In an opinion column published in the Wall Street Journal, Ted Olson said the US government should negotiate settlements in all of the ongoing cases at Guantanamo. While serving under Bush, Olson had defended the expansion of surveillance powers in the Patriot Act and also argued for extensive presidential control over detainees.
"In retrospect, we made two mistakes in dealing with the detained individuals at Guantanamo. First, we created a new legal system out of whole cloth," he wrote.
"I now understand that the commissions were doomed from the start. We used new rules of evidence and allowed evidence regardless of how it was obtained. We tried to pursue justice expeditiously in a new, untested legal system."
Olson, whose wife died in the 9/11 attacks, said in the op-ed that the already established legal process in the US would have properly been able to handle the cases.

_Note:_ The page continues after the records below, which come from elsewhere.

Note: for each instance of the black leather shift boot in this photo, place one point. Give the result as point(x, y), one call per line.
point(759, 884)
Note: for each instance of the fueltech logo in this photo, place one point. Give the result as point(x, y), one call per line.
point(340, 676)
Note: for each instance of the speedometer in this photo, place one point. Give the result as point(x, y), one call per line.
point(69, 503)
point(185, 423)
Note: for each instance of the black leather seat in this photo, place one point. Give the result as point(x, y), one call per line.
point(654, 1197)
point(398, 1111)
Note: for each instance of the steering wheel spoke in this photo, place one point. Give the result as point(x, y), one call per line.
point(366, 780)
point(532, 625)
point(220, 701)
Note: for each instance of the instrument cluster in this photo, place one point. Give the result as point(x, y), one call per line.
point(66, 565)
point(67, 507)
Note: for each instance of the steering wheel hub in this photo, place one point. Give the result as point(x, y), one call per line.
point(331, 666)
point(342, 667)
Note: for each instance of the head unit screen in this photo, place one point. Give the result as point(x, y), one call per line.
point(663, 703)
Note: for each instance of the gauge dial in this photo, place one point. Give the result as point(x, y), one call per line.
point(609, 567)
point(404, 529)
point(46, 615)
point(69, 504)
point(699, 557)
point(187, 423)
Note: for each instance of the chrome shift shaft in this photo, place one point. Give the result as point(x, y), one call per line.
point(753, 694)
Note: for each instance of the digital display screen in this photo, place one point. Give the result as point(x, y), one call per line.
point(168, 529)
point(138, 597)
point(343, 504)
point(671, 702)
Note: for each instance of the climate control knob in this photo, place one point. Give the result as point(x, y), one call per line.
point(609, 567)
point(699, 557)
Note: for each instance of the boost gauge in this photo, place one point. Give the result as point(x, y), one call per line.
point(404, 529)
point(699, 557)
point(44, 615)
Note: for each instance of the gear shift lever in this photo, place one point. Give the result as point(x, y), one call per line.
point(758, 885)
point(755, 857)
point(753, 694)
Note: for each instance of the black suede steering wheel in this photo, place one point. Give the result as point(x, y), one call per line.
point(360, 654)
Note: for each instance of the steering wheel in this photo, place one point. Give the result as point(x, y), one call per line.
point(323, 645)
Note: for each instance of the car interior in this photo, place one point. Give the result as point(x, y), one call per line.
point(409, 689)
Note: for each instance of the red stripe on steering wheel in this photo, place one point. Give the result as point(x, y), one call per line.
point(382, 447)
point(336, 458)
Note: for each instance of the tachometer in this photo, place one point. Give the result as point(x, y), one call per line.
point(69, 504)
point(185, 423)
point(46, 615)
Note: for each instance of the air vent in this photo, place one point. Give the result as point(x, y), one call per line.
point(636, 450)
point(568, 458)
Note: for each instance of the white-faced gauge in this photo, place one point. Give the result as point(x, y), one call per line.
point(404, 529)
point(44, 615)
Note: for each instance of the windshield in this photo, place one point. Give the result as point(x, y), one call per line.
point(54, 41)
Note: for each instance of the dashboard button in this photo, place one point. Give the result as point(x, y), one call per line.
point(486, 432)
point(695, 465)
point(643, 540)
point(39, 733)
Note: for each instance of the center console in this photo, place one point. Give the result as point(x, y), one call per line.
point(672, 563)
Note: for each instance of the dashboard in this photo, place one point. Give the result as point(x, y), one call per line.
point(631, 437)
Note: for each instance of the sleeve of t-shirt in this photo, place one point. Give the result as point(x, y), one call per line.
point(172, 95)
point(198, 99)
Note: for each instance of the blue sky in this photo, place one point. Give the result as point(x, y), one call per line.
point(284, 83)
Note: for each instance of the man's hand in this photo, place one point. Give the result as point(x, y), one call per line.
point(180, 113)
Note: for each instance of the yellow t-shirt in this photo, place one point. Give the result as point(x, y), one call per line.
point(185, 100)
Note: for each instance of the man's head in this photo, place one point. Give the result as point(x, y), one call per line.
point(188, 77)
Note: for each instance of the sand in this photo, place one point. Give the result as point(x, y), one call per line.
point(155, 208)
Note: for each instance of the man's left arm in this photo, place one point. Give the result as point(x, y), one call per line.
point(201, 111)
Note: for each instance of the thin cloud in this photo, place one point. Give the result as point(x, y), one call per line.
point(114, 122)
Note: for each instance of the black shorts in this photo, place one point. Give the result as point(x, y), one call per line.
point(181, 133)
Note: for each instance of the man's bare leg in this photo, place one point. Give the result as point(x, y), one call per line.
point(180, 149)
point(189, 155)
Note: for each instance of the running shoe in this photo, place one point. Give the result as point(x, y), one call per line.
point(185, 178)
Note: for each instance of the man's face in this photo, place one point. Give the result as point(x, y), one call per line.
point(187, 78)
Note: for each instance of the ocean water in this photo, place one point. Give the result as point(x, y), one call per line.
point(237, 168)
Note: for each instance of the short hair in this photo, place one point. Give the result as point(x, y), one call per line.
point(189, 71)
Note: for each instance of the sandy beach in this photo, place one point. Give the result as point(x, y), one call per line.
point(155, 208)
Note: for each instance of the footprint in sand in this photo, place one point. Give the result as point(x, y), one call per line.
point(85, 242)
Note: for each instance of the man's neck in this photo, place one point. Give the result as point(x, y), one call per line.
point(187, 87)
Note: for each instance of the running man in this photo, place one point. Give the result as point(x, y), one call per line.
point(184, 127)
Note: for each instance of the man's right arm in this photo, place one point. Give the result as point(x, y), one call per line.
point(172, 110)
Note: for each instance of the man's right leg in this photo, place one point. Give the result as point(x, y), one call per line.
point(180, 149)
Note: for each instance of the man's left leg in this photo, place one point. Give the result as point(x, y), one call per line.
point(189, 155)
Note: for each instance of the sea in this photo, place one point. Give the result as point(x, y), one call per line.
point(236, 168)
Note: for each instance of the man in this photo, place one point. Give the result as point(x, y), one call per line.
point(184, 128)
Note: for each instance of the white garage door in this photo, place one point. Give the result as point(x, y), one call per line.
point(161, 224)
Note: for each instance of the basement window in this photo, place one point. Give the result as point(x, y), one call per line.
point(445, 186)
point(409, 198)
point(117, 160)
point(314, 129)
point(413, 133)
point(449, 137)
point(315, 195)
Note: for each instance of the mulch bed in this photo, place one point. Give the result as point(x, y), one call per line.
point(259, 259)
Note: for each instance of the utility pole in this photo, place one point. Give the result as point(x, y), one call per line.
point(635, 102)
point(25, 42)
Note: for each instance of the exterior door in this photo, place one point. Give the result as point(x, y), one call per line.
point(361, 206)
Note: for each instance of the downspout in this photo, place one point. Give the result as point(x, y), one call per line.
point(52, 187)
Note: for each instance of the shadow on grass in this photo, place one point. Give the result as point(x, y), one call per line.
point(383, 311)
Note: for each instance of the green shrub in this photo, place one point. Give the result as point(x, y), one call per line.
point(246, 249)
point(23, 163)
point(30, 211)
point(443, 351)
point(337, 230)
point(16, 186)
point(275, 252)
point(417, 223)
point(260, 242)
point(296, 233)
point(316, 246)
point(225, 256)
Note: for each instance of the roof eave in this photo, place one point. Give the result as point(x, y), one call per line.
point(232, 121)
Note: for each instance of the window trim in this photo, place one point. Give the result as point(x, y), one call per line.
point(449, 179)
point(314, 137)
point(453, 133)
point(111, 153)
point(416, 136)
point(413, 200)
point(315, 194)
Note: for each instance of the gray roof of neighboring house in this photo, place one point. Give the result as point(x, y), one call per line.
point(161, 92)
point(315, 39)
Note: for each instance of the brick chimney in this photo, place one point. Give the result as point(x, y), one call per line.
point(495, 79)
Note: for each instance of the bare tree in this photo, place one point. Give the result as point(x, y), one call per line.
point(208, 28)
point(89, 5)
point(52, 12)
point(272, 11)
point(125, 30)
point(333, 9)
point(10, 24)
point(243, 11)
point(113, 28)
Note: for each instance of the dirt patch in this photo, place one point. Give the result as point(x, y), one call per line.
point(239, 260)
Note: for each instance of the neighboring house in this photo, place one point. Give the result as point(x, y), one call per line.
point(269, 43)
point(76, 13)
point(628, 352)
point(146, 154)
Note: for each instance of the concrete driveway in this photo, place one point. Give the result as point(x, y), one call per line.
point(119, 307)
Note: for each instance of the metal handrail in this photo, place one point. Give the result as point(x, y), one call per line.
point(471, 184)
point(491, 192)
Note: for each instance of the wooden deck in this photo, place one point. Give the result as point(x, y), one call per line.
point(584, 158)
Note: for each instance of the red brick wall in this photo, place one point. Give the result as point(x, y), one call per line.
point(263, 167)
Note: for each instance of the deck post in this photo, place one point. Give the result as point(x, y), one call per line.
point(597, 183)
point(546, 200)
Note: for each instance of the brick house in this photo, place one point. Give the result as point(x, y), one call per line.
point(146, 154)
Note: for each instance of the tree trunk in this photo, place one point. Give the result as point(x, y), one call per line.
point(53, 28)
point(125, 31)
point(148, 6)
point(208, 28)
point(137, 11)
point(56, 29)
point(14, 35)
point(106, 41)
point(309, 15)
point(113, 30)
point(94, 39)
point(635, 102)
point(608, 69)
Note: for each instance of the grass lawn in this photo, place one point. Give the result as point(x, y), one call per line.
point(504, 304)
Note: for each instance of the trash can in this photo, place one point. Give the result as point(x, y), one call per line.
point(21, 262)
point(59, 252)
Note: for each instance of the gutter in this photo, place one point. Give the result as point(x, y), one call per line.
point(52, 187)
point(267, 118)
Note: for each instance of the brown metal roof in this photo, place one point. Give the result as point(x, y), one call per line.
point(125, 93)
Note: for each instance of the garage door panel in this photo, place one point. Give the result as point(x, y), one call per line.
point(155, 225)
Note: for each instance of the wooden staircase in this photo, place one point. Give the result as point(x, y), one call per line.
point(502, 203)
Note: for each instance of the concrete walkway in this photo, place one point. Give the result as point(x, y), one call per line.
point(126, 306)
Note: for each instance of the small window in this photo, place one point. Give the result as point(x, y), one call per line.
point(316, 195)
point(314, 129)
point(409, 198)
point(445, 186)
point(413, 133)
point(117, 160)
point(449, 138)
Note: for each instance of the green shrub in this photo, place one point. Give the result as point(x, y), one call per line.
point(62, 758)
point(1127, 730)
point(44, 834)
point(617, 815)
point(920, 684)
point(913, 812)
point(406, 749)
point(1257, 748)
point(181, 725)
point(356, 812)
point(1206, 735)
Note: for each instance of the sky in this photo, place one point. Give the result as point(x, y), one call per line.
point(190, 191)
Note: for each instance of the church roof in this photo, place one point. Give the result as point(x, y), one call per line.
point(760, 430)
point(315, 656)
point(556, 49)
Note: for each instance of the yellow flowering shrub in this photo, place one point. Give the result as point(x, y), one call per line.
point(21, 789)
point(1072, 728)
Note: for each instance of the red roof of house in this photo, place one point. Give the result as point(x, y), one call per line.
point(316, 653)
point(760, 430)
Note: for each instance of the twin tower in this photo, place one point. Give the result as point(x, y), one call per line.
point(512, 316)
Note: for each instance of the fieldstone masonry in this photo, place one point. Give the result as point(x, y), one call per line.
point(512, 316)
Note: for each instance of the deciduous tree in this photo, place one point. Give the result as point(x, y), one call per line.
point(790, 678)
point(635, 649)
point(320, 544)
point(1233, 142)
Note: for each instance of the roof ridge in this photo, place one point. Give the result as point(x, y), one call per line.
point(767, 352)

However, the Bush administration "didn't trust America's tried-and-true courts".
The comments appear to be a major reversal for Olson, who in 2004 argued at the Supreme Court that the detainees at Guantanamo were not subject to American law and do not have the right to be defended in US courts.
Many legal experts have said the military commissions process at Guantanamo Bay has been an "abject failure", and have called on the US government to put an end to the proceedings, which have for decades been stuck at the pre-trial stage.
"Instead of helping Americans learn more about who carried the attacks out and why, they have produced seemingly endless litigation largely concerned with the treatment of detainees by government agents and the government’s attempts to suppress certain information," Olson wrote.
Legal experts have also advocated for bringing the current cases to the US to be adjudicated in the American court system.
However, in 2010 Congress banned the transfer of any Guantanamo detainee to US soil, making that option difficult to pursue.
The former solicitor general added that the only way forward to close the prison is to negotiate guilty pleas with the detainees that have been charged by the military commissions.
"If the 9/11 defendants held at Guantanamo are willing to plead guilty, and accept a life sentence at the military prison instead of the death penalty, we should accept that deal," he wrote.
Olson's op-ed comes as Guantanamo detainee, Majid Khan, became the sixth detainee to be released from the prison under the Joe Biden administration. Khan had spent more than 16 years at the prison and was first transferred there in 2006 after being in CIA custody.
Thirty-four detainees currently remain imprisoned at Guantanamo, with 20 of them being cleared for transfer out of the prison.